For a brief second, he considered calling out to Marchand and telling him what he’d found in Jameson’s pockets. He decided against it. When he was this close to finally putting the murders behind him, he thought he’d better make sure of his facts. A misstep at this point by raising expectations too high might lose him the job he thought he had just saved.
71
He caught Molly at the station as she was about to leave for home. Jesse was inscrutable by nature. He didn’t wear his heart on his sleeve. His face wasn’t an open book. So for him to look at her the way he was looking at her meant something was wrong, terribly wrong. Molly could feel her heart pounding. Her mouth was cotton, her palms wet. She was light-headed. Her vision blurred at the edges in stark contrast to the painfully sharp image of Jesse’s face.
“Is it Suit? Did something happen to Suit?”
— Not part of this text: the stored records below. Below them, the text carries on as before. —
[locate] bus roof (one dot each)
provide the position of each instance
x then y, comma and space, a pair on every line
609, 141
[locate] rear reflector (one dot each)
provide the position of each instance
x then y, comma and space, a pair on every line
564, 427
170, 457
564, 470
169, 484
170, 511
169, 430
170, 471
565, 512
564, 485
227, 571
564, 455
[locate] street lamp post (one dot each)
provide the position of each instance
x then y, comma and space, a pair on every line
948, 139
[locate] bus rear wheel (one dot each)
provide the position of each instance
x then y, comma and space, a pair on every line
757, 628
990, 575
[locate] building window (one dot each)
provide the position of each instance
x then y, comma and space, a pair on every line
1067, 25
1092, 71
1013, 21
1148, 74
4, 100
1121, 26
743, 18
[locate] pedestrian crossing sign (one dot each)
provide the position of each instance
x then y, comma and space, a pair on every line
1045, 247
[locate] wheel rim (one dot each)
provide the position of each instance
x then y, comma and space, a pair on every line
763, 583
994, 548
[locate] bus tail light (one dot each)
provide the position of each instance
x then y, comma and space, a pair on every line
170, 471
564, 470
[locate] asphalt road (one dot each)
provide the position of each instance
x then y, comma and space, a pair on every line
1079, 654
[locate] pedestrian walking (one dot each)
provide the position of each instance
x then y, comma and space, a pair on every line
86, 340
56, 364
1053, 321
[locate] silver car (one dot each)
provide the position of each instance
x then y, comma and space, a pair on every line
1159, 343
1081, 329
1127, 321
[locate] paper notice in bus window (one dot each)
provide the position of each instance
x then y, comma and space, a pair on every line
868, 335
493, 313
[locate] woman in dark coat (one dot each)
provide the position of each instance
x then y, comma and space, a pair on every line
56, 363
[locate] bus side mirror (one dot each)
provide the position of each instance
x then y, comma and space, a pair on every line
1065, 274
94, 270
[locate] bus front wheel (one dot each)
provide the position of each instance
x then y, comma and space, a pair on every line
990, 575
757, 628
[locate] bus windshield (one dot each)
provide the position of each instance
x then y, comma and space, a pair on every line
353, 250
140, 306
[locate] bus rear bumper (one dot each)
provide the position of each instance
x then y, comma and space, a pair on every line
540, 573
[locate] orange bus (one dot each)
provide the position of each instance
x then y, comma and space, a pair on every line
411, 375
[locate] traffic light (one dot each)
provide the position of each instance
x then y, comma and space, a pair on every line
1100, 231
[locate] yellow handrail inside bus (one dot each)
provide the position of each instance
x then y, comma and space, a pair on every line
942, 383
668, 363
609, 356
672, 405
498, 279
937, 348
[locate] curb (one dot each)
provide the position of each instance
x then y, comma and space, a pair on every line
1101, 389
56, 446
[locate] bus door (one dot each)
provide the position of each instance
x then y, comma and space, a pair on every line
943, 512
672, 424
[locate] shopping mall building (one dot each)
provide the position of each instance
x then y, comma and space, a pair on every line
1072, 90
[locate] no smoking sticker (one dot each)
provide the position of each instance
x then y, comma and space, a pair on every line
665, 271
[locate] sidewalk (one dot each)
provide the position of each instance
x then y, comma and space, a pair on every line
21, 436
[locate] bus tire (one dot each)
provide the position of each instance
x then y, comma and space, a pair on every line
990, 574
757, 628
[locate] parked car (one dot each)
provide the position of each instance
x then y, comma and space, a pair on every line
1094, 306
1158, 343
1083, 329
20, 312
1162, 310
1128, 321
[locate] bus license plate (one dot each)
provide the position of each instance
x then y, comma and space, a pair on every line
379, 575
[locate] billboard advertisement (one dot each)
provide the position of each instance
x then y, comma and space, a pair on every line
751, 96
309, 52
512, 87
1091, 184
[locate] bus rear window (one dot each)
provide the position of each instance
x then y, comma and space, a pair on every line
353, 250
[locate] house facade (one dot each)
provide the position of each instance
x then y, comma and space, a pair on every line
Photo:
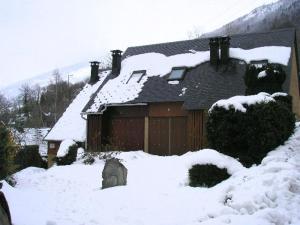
156, 97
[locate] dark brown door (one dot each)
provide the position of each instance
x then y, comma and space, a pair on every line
127, 133
178, 135
159, 135
167, 135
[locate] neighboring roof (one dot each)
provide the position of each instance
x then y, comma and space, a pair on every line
71, 125
203, 84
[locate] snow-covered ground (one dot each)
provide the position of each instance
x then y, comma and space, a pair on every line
157, 192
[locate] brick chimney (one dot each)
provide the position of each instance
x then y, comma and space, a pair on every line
116, 62
214, 50
94, 72
224, 45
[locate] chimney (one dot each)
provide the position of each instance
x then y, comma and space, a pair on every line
116, 62
224, 45
214, 50
94, 72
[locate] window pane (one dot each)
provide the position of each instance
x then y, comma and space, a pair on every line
135, 77
176, 74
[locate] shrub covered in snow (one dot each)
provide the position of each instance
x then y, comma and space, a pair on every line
29, 156
248, 130
67, 152
267, 78
206, 175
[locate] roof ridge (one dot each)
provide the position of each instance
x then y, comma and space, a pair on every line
205, 38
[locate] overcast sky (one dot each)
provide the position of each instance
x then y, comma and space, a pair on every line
37, 36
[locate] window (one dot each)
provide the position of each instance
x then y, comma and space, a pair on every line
52, 145
177, 73
136, 76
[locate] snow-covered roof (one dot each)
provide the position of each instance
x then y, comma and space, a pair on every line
203, 81
71, 125
32, 136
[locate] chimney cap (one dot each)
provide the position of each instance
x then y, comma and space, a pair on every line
94, 63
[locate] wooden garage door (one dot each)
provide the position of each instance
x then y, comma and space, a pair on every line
159, 136
167, 135
127, 133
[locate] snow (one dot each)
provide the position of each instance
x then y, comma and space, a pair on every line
71, 125
64, 147
173, 82
262, 74
157, 192
118, 90
32, 136
238, 102
274, 54
183, 90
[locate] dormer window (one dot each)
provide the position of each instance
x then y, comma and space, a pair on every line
136, 76
177, 73
259, 63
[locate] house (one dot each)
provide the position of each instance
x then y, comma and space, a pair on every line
32, 136
71, 125
156, 97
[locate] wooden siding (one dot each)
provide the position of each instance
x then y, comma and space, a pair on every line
195, 130
126, 133
159, 135
94, 125
167, 109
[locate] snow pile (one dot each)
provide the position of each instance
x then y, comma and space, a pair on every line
156, 192
238, 102
119, 90
209, 156
64, 147
71, 125
32, 136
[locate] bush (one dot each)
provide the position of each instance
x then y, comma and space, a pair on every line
69, 158
206, 175
270, 83
29, 156
250, 135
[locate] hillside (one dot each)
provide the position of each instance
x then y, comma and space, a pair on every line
79, 72
157, 192
281, 14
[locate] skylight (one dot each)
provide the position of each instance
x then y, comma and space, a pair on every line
136, 76
177, 73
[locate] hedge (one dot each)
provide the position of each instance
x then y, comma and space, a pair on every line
250, 135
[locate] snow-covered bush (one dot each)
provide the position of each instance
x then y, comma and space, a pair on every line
248, 127
206, 175
266, 78
29, 156
67, 152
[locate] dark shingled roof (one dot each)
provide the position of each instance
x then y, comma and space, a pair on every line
204, 83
“He’s fine, Molly. I just dropped him at home.”
“My kids! Did something—”
Jesse grabbed her shoulders and shook her just enough to get her attention. “It’s not like that. Come on into my office.”
He let go of her arms, but somehow she couldn’t move. She felt glued to the floor. Her legs leaden, numb. When she realized Peter Perkins and the other cops coming on shift were staring at her, and she remembered losing it outside the collapsed building where she had discovered the bodies of her long-missing friends, she talked herself into putting one foot before the other. She wouldn’t let the others see her be weak. She had had to fight that fight to be accepted as an equal for years and wasn’t up to doing battle on that front again.
Inside the office they sat on opposite sides of Jesse’s desk. They were quiet together. It was an intimate thing sometimes for two people to be silent together, and this was an intimate moment between them. Jesse broke the silence.
“We think we’ve finally IDed our blue tarp John Doe.”
Molly was confused. If Suit was all right and her family was fine and this was just about a body in the morgue, why, she wondered, had Jesse’s expression been so grave? She couldn’t make sense of it.
Jesse understood her confusion and handed a plastic evidence bag to Molly.
“We found that in Jameson’s jacket pocket.”
In the bag was a small, white-bordered, color-faded photo, what used to be called a wallet-size print. It was the type of print you used to get when cameras had film inside them instead of memory cards and folks carried photos in their wallets instead of in their phones. These prints were usually offered as bonuses by photo booths as an incentive to have the developing done by them. Print two or more thirty-six-exposure rolls with us and we’ll throw in small prints for friends and family. As Molly stared at the image of a pretty teenage girl in the arms of a tall, brown-haired boy, Jesse thought back to a time when every strip mall and parking lot in the country had a little photo hut.